Вот и кончилась бешеная трехдневная гонка: далее бечь стало некуда…
Бросив поводья, Тверитин кулем вывалился из седла, развалисто загребая ногами, увязая ими по щиколотку в глубоком сыпучем песке, пошел вдоль берега, будто все не мог остановить в сердце безнадежного гона.
Сказал бы ему кто сейчас: плыви, Ефрем, авось и догонишь! Ефрем бы, не думая, прыгнул в воду и поплыл. И плыл бы до тех пор, пока б не догнал или не потонул. Все было бы легче, чем бессильно провожать глазами течение. Однако никто не мог ему посулить в том удачи ни на полмизинца, ни на малый гулькин нос, ни на маковое зерно…
«Эх!..»
Всего-то день светлый назад побежали от этих мостков вниз по Волге быстроходные струги московского князя Юрия, которыми снабдили его то ли чересчур хитрые, то ли простодушные нижегородцы. Всего-то день! Но уже ни водой, ни посуху его не достать. Ушел! Будто черт ему помогает.
«Эх!..»
Хоть и течет Волженька от Твери, а службу несет всякому одинаково: немец ли по ней купеческим караваном идет, татарин ли по ее берегам города ставит, московский ли вор летит по ней на самолетной лодье всей Руси на погибель.
«Эх!..»
Только и осталось вздыхать! Кабы мог достать, Ефрем бы локти себе искусал, да не дано человеку в отчаянии и этого последнего утешения.
Оставалось лишь… А что ему оставалось? Может быть, впервые в жизни Ефрем не знал, как ему поступить. Возвращаться ли в Тверь и там ждать наказания от князя, идти ли Сарай, чтобы уж поскорее повиниться перед Михаилом Ярославичем. И то и это было одинаково тягостно. Да и в чем виниться-то, когда вины на нем нет. А коли нет вины — нет ему и прощения.

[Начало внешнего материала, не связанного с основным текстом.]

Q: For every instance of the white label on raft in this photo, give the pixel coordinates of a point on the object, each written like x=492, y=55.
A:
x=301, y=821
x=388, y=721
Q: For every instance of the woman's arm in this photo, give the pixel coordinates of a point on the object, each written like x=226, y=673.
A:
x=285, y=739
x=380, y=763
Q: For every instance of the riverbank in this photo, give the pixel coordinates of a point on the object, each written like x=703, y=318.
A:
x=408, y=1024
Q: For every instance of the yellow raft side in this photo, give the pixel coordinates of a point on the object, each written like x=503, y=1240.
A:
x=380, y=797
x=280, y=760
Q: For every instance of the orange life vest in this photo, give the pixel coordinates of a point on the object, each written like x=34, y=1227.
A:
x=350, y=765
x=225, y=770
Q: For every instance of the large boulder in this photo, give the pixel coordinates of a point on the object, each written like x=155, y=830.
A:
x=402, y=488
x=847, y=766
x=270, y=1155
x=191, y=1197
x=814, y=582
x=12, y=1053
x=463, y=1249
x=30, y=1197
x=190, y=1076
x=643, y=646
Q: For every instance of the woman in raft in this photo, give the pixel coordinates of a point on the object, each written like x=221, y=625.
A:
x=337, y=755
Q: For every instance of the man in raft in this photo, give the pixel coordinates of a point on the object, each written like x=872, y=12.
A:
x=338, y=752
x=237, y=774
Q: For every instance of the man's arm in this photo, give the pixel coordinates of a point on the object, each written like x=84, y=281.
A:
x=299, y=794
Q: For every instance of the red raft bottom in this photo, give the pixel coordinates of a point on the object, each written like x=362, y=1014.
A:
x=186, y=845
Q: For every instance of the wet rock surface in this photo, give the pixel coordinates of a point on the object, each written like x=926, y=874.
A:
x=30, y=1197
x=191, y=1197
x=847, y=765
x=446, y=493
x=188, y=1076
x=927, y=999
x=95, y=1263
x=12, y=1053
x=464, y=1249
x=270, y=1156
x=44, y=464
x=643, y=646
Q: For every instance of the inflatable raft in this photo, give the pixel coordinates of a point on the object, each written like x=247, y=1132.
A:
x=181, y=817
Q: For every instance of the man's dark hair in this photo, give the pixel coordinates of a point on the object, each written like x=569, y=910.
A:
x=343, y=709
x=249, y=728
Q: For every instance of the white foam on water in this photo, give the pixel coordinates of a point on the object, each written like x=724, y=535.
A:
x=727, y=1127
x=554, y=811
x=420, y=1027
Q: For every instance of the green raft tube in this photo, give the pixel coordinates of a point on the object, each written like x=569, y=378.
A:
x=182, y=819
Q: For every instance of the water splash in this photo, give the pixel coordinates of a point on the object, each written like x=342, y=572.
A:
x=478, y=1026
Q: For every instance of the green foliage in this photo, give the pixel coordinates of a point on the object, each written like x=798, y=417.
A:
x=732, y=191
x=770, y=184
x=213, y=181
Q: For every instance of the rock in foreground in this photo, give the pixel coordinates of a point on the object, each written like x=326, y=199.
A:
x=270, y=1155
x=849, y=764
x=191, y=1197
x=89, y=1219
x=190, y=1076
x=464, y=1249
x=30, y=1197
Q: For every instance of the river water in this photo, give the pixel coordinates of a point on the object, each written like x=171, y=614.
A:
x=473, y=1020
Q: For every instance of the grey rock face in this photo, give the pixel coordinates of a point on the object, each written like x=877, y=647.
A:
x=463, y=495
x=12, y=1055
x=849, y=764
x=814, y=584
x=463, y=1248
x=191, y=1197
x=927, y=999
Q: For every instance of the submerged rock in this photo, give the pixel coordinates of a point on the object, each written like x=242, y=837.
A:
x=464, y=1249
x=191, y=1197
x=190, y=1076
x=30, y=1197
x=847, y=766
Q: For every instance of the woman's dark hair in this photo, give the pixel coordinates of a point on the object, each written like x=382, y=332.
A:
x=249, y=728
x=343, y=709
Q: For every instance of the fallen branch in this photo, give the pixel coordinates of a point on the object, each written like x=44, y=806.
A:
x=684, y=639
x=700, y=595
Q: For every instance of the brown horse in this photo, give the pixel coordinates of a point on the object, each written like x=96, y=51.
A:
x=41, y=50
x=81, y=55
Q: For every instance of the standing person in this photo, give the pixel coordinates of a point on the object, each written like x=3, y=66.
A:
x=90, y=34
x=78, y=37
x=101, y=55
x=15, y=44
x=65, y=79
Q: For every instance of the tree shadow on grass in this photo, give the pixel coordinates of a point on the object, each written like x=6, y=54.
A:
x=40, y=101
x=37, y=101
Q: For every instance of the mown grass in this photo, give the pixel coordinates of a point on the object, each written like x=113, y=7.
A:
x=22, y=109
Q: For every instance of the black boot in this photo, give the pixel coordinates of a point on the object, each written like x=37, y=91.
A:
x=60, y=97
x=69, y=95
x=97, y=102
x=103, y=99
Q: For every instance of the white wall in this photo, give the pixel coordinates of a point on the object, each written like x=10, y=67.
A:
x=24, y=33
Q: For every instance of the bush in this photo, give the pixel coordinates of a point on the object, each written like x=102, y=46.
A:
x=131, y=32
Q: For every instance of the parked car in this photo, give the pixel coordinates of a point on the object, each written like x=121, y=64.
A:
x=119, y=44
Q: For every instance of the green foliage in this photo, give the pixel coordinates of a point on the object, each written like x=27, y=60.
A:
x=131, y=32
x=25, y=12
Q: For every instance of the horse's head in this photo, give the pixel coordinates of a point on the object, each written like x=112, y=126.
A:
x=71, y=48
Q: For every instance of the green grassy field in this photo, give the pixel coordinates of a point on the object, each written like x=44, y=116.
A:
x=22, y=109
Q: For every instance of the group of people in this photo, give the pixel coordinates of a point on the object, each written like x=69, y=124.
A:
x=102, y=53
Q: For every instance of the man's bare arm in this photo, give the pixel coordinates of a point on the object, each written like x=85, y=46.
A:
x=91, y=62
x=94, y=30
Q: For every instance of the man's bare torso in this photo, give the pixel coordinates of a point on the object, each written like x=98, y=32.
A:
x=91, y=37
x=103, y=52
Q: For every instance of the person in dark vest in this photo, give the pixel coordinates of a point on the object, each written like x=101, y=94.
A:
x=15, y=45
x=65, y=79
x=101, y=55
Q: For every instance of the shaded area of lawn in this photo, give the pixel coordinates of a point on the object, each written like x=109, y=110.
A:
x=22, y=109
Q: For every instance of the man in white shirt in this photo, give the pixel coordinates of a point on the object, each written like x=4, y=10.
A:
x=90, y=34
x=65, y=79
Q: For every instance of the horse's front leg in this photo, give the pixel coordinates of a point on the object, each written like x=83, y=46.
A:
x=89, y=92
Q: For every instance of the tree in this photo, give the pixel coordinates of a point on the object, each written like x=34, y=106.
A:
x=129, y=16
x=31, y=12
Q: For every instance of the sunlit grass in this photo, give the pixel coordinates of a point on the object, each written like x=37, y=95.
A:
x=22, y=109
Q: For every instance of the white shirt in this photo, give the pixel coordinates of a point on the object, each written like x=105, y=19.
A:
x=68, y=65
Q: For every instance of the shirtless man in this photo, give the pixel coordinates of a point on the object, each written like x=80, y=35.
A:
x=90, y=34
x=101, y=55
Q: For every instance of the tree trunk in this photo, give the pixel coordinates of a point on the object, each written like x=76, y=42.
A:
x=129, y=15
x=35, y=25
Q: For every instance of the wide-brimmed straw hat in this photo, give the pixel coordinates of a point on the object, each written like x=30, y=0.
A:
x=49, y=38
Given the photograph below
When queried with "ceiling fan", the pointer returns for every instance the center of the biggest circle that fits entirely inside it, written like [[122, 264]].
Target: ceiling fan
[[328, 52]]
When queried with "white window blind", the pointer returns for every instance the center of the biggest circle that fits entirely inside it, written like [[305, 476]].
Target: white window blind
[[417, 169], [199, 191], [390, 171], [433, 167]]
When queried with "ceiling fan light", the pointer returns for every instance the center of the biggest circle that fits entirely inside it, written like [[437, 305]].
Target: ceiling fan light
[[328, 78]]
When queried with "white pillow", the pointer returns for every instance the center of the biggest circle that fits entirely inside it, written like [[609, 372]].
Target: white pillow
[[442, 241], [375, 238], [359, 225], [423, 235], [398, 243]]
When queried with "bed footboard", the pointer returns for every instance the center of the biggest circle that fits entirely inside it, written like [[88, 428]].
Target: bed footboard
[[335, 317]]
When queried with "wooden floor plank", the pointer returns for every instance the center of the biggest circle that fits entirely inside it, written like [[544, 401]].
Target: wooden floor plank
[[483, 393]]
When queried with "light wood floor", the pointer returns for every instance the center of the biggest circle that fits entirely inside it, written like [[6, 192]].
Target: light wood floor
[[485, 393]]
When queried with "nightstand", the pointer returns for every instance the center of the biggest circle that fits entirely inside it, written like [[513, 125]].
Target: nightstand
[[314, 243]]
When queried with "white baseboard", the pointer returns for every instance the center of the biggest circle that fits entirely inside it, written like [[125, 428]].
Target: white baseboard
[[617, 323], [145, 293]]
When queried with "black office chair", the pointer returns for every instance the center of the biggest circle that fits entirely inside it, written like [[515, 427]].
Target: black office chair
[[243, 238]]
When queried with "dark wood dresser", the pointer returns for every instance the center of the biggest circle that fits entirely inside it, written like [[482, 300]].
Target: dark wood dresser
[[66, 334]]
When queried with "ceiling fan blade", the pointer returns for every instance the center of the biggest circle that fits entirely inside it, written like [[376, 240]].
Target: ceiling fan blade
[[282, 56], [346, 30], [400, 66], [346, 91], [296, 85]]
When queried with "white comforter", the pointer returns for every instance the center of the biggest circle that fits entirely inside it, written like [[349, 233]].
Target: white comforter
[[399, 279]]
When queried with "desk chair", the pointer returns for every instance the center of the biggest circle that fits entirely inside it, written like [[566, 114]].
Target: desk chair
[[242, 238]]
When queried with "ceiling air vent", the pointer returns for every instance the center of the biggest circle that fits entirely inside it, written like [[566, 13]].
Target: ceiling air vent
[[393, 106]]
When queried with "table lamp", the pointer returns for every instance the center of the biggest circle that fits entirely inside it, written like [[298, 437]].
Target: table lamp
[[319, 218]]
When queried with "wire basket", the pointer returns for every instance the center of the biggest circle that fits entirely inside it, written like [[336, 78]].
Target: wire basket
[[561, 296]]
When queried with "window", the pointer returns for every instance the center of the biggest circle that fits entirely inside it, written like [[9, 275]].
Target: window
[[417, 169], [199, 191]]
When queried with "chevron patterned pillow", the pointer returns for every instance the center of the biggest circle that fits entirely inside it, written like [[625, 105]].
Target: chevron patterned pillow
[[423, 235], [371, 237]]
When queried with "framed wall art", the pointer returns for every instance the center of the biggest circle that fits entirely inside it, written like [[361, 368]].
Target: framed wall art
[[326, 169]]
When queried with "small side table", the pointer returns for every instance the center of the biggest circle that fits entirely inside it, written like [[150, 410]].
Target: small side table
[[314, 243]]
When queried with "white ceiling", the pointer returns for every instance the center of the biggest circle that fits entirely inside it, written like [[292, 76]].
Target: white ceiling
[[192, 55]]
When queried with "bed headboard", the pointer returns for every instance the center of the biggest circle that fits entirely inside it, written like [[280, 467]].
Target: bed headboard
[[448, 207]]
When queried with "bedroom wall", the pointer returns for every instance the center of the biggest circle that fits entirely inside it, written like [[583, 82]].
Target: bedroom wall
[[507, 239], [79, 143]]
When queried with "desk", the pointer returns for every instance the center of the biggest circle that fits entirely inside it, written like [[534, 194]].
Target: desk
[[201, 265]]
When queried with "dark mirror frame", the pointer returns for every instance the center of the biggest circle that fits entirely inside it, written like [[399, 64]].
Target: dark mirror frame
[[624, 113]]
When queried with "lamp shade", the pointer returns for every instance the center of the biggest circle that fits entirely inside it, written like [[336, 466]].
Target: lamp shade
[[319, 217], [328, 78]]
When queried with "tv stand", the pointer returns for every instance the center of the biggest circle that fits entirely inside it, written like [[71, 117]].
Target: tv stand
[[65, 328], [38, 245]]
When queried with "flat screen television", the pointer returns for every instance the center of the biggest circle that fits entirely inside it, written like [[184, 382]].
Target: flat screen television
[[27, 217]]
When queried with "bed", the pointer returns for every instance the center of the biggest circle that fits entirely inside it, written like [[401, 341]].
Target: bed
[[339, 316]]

Сам себя Тверитин не мог простить, самое тяжелое это из худшего — знать, что виноват, да не понять в чем.
Забыв о своих людях, не трогавшихся с лошадей и оставшихся позади, Ефрем бессмысленно уходил все дальше, покуда не нагнал его верхом Кряжев.
— Что делать-то будем, Ефрем Проныч?
— А?..
— Нижегородцы из выборных прибежали виниться, слышь ты, Ефрем Проныч!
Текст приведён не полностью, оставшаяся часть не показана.